At Net2Vault we have implemented monitoring tools for our storage that are similar to what you may expect to find in a customer production environment. But it is important that you understand what NetApp performance metrics are reporting to fully understand where a performance problem may exist. Monitoring the storage can tell an informed engineer about more than the storage layer. These tools can be used to create reports for a customer after the completion of a test.
In the figure below (Example 1) there is a slice of a graph taken during a full week of disaster recovery testing that was performed for a customer. Like many Net2Vault customers, this customer performs regular testing to ensure that all the hot and cold standby equipment is configured correctly to support their datacenter needs in the event of an actual disaster. Obviously the volume and LUN names have been hidden in order to protect any customer information.
In Example 1, the top graph ("Volume R / W Latency") is the latency measured for all volumes on the dedicated filers that were involved in the test. The bottom graph in Example 1 ("LUN R / W Latency") is the LUN R/W latency for all LUNs on all the selected volumes for this customer (in this case, all volumes on the same filers). It is easy to note that the LUN latency is quite a bit higher than the volume latency.
How can this be when the LUNS are a subset of all data on the volumes and exist on the very volumes that show the lower latency times?
Example 1
The answer to this question is clear if you understand what is being measured in each graph. There are many (many) NetApp performance metrics and there is overlap. The various metrics and overlap can cause some confusion if they are not understood. Let’s examine why the graphs in this example seem to show an impossible situation by understanding what each graph truly represents.

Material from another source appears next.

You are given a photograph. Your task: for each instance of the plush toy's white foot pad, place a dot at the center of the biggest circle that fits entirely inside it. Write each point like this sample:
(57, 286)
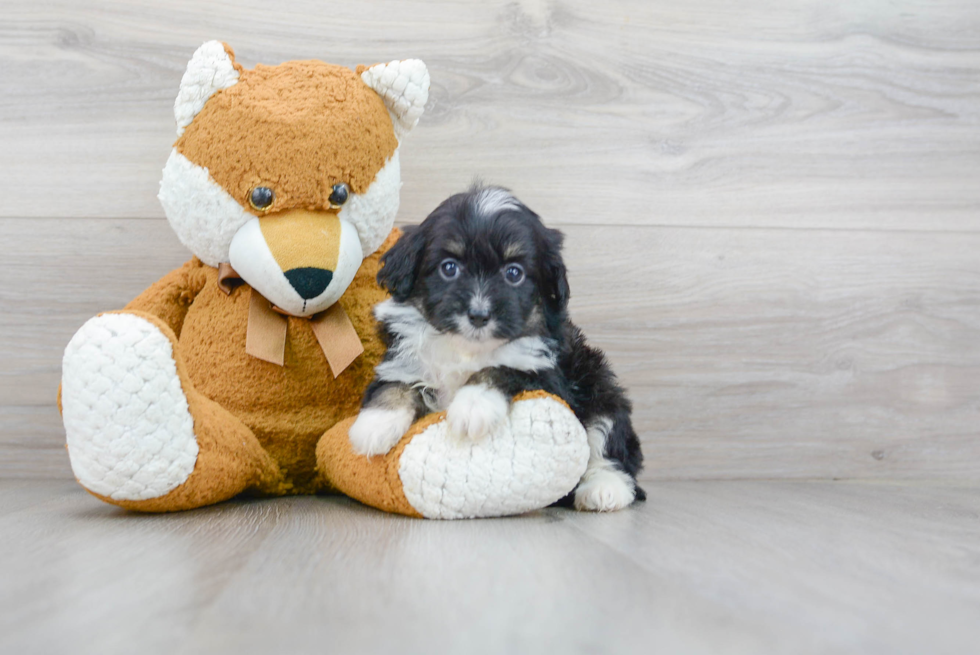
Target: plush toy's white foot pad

On a NetApp system, when you view the volume latency metrics as in the top graph, you are measuring the time that is required to complete a disk operation, which includes the disk and WAFL layers. Essentially this is the time it takes to respond to a storage request once the request is received by the filer and then the received data is acknowledged as saved or sent back out the interface. As the top latencies shown in the graph are all for reads, these would be the time required to send the data out the interface.
When you measure a protocol latency on a NetApp filer, in this case iSCSI latency on a LUN, the filer will report the "round trip" time for a protocol request. Again, the top latencies are all reads so the client requests some data, the filer sends the data and then waits for the client to acknowledge that the data was received. The measured time for the request does not stop until the filer receives an acknowledgment from the client that the data has been received and stored in some fashion.
The comparison is shown in the following table:
- Receive request from client
- Start timer
- WAFL processing
- Read data from disk
- Send data to client
- Stop timer
- Receive request from client
- Start timer
- WAFL processing
- Read data from disk
- Send data to client
- Receive 'Ack' from client
- Stop timer
With this information it is easy to understand the difference between what is shown in each graph.
The NetApp filer is responding in under 20 milliseconds to all requests with almost all requests being satisfied in under 10 milliseconds. There is a single spike that displays the one time when the average latency for reads on the green volume was above 10 milliseconds. This is good response time for spinning disk. But the "protocol round trip" time for the green LUN is abysmal by computer standards! Of course, the difference is the client response time.
As it turns out, the network is fine, but the client is a VMware host that is starting many new processes during this time while also competing with other VMware instances on shared hardware that are also working hard. The time slice shown is from the beginning of the test and the customer is bringing up many servers and many processes to get testing underway.
Understanding the metrics that you monitor (You are monitoring, right?) can help you determine when there is a problem with the storage that needs to be addressed and also pinpoint where that problem may exist.
A good understanding of performance metrics can also make it quick and easy to answer the question every storage admin will hear at one time or another: Is the filer slow?